Farbe berührt und begegnet uns überall, in der Natur, in der Mode, in der Architektur und natürlich in der Kunst. Farbe kann Empfindungen wie Glück und Freude, Einsamkeit und Melancholie auslösen, und in der Kunst lassen sich durch Farben existenzielle und universelle Themen wie Leben, Liebe und Tod darstellen. Wir kommunizieren über die jeweilige Farbwahl nach außen und nach innen, und es spielgelt sich darin unsere individuelle Persönlichkeit. Blau zum Beispiel, ist die einzige Farbe, so Franz Marc, bei der er sich wohl fühlt! Und ein tiefes Schwarz kann, aber muss nicht für Traurigkeit stehen, genauso wie Rot eine leidenschaftliche Sinnlichkeit bedeuten kann, aber nicht muss. Farbe kann beruhigen oder aufrühren, Farbe kann faszinieren und in den Bann ziehen, Farbe kann irritieren und abschrecken, die Palette an individuellen Wirkmechanismen ist breit.

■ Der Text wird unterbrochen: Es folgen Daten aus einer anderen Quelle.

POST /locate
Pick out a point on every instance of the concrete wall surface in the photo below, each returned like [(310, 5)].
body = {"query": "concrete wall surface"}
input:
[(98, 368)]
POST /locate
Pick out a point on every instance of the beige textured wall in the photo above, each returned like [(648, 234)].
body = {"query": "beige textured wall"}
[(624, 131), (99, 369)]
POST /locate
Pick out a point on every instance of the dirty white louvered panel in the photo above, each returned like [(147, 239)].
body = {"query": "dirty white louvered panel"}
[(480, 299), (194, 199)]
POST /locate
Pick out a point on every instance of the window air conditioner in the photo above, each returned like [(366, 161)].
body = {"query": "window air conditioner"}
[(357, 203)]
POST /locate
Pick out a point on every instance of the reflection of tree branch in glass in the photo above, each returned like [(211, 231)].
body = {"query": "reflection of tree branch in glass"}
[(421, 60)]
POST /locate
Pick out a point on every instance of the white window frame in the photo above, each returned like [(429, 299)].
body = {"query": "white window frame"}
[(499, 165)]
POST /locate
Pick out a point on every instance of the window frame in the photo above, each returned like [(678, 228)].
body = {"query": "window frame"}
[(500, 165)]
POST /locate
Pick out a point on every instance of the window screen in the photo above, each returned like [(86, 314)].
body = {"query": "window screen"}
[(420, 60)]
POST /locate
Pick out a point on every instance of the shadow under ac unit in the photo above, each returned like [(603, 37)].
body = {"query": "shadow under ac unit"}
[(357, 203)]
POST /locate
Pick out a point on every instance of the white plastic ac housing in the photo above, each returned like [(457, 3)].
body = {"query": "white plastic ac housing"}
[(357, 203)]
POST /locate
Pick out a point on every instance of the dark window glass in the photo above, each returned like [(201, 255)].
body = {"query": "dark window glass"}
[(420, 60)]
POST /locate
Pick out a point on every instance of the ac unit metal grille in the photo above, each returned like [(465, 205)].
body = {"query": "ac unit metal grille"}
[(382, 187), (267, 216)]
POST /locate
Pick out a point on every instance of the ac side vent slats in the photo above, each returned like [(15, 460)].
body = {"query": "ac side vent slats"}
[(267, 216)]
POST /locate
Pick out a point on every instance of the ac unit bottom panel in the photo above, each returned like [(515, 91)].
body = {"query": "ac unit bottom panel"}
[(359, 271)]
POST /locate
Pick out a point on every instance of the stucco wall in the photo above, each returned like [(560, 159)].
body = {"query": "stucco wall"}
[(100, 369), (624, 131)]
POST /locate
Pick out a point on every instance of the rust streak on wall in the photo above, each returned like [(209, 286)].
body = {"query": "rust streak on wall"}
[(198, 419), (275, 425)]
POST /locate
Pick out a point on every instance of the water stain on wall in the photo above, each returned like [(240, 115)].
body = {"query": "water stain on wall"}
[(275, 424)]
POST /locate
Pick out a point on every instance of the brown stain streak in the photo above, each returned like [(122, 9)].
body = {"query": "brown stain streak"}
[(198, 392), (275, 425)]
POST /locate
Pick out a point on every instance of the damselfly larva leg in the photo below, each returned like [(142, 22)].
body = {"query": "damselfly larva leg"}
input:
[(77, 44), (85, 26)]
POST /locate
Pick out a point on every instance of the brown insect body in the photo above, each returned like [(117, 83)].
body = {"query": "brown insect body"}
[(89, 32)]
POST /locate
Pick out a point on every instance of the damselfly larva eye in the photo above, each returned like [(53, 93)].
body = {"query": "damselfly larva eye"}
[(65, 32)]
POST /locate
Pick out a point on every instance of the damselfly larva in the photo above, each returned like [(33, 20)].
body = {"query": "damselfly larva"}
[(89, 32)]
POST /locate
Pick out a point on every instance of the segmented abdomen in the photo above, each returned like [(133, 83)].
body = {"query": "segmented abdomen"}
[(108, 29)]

Außer Frage jedoch steht, dass Farbe inspiriert, und unsere Phantasie, unsere Kreativität entfacht! Eigenschaften also, die wir gerade in unseren Kindern von klein auf stärken wollen, dies aber nicht tun, wenn wir sie in ihrer intuitiven Farbwahl beeinflussen oder gar reglementieren.

„Ich liebe das Leben. Ich liebe dies Welt. Ich liebe die Farbe,“ schrieb Paula Modersohn-Becker 1919, und damit erstmals in einer Zeit, in der Frauen in Deutschland überhaupt Kunst studieren durften! Warum sollten wir nun, rund hundert Jahre später, auf all die Möglichkeiten einer kreativen Entfaltung verzichten? Warum sollten wir die Farbwahl unserer Kinder schon von Beginn an auf Rosa und Blau beschränken? Und damit Chiffren stereotyper Rollenbilder im kindlichen Alltag befürworten, die wir eigentlich längst überwunden haben müssten? Umgekehrt dürfen wir Rosa oder Blau nicht tabuisieren, sondern wir sollten unsere Kinder lieber dazu ermutigen, die gesamte Palette, ja das „Rauschende, Volle und Erregende“ in der Farbe zu suchen, um die ganze schöpferische Kraft der Farbwelt individuell zu testen und zu erleben. Denn es ist an der Zeit, dass alle Farben wirklich für alle da sind!!